The Denon offers Airplay Support and will more than likely also offer better Resale Value. Moreover, unless you are using inefficient speakers and or are using a large room for your HT, the Denon probably offers more than enough power. Especially if using a Subwoofer and crossing over all channels to 80hz. All the same, I would go with the Onkyo as it offers more flexibility, better Video Processing, THX Post Processing, and more power. The Denon will more than likely run cooler and Denon makes a very reliable AVR.
Cheers,
JJ


----------



## tonyvdb (Sep 5, 2007)

besides what jack points out Here is the way I see it, the Denon weighs 24lbs and the Onkyo weighs 40lbs that in its self says a lot as to it capability to output much closer to its rated specifications. hands down the 809 wins if your looking for a solid receiver.


----------



## Stump909 (Jun 18, 2012)

Thanks for the input. The video processors do sound nice, but what sort of impact would they have on input lag (video games)? Also would the ISF calibrations be more efficient than editing the settings on my projector? My speakers are rather inefficient as well. I bought 6 Infinity p363's during the Fry's fire sale and even though they are rated 8-ohms, the reviews I read clearly show they dip into 4-ohms at certain frequencies. If I'm not mistaken, you think inefficient speakers would work better with the Onkyo?


----------



## Jungle Jack (Jul 28, 2009)

Stump909 said:


> Thanks for the input. The video processors do sound nice, but what sort of impact would they have on input lag (video games)? Also would the ISF calibrations be more efficient than editing the settings on my projector? My speakers are rather inefficient as well. I bought 6 Infinity p363's during the Fry's fire sale and even though they are rated 8-ohms, the reviews I read clearly show they dip into 4-ohms at certain frequencies. If I'm not mistaken, you think inefficient speakers would work better with the Onkyo?
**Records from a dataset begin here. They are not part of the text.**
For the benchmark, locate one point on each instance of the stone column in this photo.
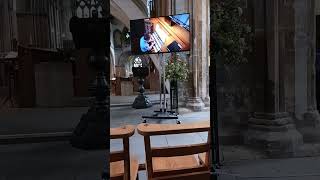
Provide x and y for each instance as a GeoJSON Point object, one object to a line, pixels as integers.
{"type": "Point", "coordinates": [195, 102]}
{"type": "Point", "coordinates": [272, 130]}
{"type": "Point", "coordinates": [306, 44]}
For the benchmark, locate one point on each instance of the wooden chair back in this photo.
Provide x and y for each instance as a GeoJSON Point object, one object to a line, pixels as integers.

If anything, using the AVR to upsample to 1080p, would more than likely decrease the input lag as the Projector would be fed its Native Resolution. The 809 would not really break a sweat driving the Primus array. Indeed, if using an AVR with a weak Power Supply, it could run into issues.

An ISF Calibration would be complimentary to using an AVR/SSP with excellent Video Processing. While certainly using various video modes can decrease response time and these are the modes which a Calibrator would disable. What Front Projector are you using?


----------



## Stump909 (Jun 18, 2012)

Well I'm not using one just yet, but currently I have the room spec'd for a Panny AE7000u. The chances of that changing are slim, but some russian sites have been talking about the 8000u coming out this September...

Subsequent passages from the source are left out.